Q: Well now, Miss Copley, assume that you were offered full time employment as a domestic instead of working part time, what would be your difficulty?
A: Well, my main difficulty is my education in getting any regular work.
Q: I’m talking about work as a domestic employee like your’re doing now, except on a full time basis.
A: Well, people won’t hire me when they find out I’m an epileptic. You mention epileptic and they won’t hire you ’cause they are afraid of you, ’cause I have a grand-mal kind of epilepsy and I pass out and foam at the mouth and jerk, and I don’t remember. I sometimes come out fighting.
Q: Do you still have these epileptic seizures ?
A: Oh yes.
Q: How often do you have them?
A: Now, I’ve only had two in four years, but that's because the state hospital changed my medicine.

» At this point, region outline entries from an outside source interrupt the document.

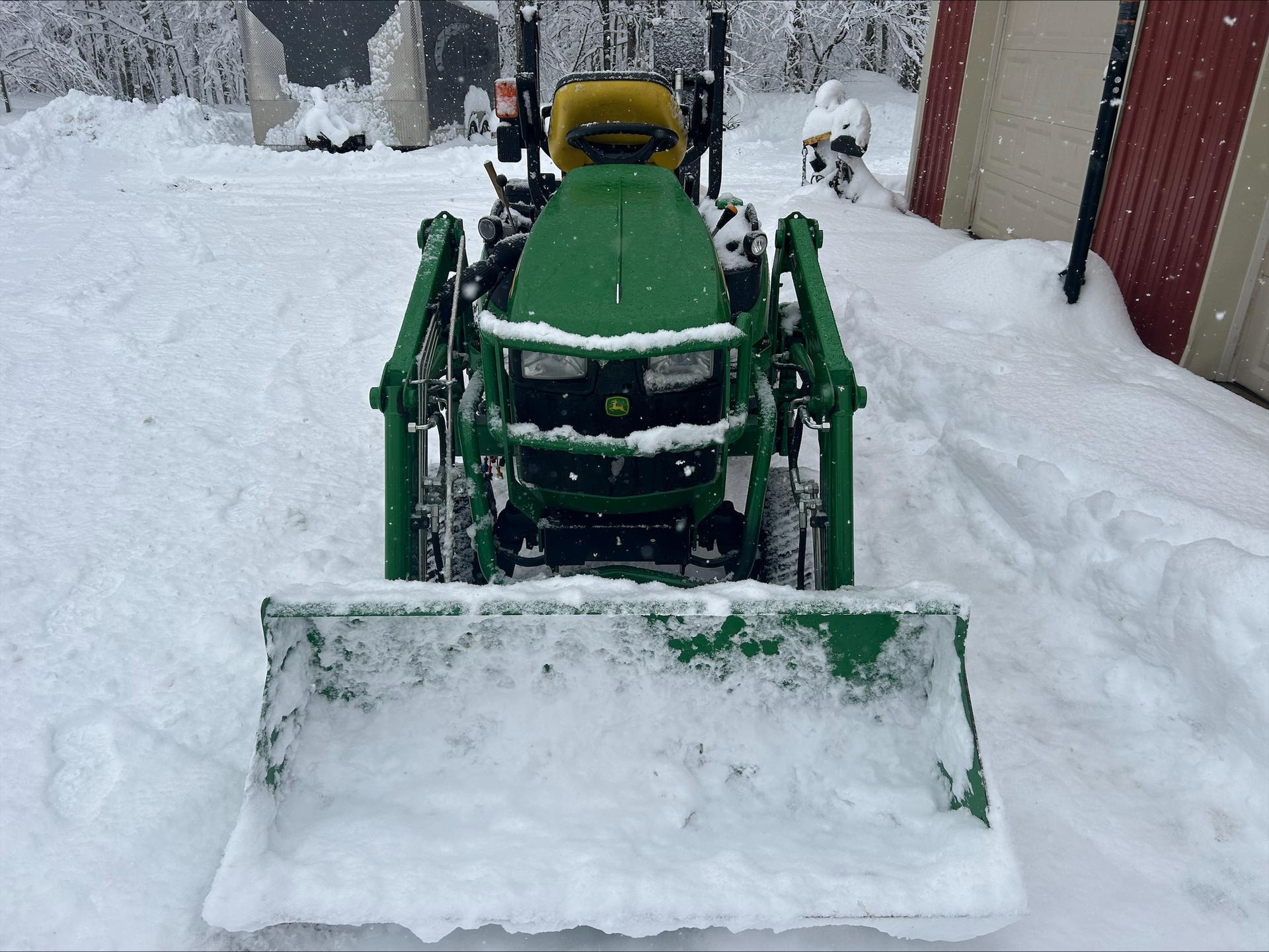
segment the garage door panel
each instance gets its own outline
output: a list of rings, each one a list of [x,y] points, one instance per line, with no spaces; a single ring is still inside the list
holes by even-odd
[[[1105,65],[1107,58],[1094,53],[1003,51],[991,109],[1093,132]]]
[[[1036,119],[992,113],[982,148],[982,169],[1053,198],[1079,203],[1091,133]]]
[[[973,231],[982,238],[1070,241],[1079,205],[1074,202],[986,171],[978,184]]]
[[[1110,55],[1118,4],[1107,0],[1037,3],[1014,0],[1005,14],[1004,44],[1010,49],[1049,49]]]
[[[972,229],[1070,241],[1088,174],[1115,0],[1011,0],[980,151]]]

Q: So it’s pretty well controlled ?
A: It’s getting that way but the doctor thinks that I'm in the change of life, but they think that I might go mentally insane by the time I go through the change of life.
Q: Is this what they told you?
A: Uh huh, if I didn’t keep active, and since my family won’t have nothing to do with me, I raise birds.
Q: Why won’t your family have anything to do with you?
A: Well, they have been ashamed of me all my life. I’ve had one brother tried to choke me twice.
Q: What kind of birds do you raise ?
A: I’ve got a canary, paul parrot, finch, and a parakeet.
Q: You like raising birds?
A: Yes.
Q: Do you train them?
A: No, I just feed them and just love to hear them holler, because I don’t have anyone to talk to, and in the summer I’d take out walks in the woods, just to see the animals because people won’t have nothing to do with me.

The judgment of the District Court is reversed. The case is remanded to the District Court for the entry of an order awarding disability benefits claimed in this proceeding.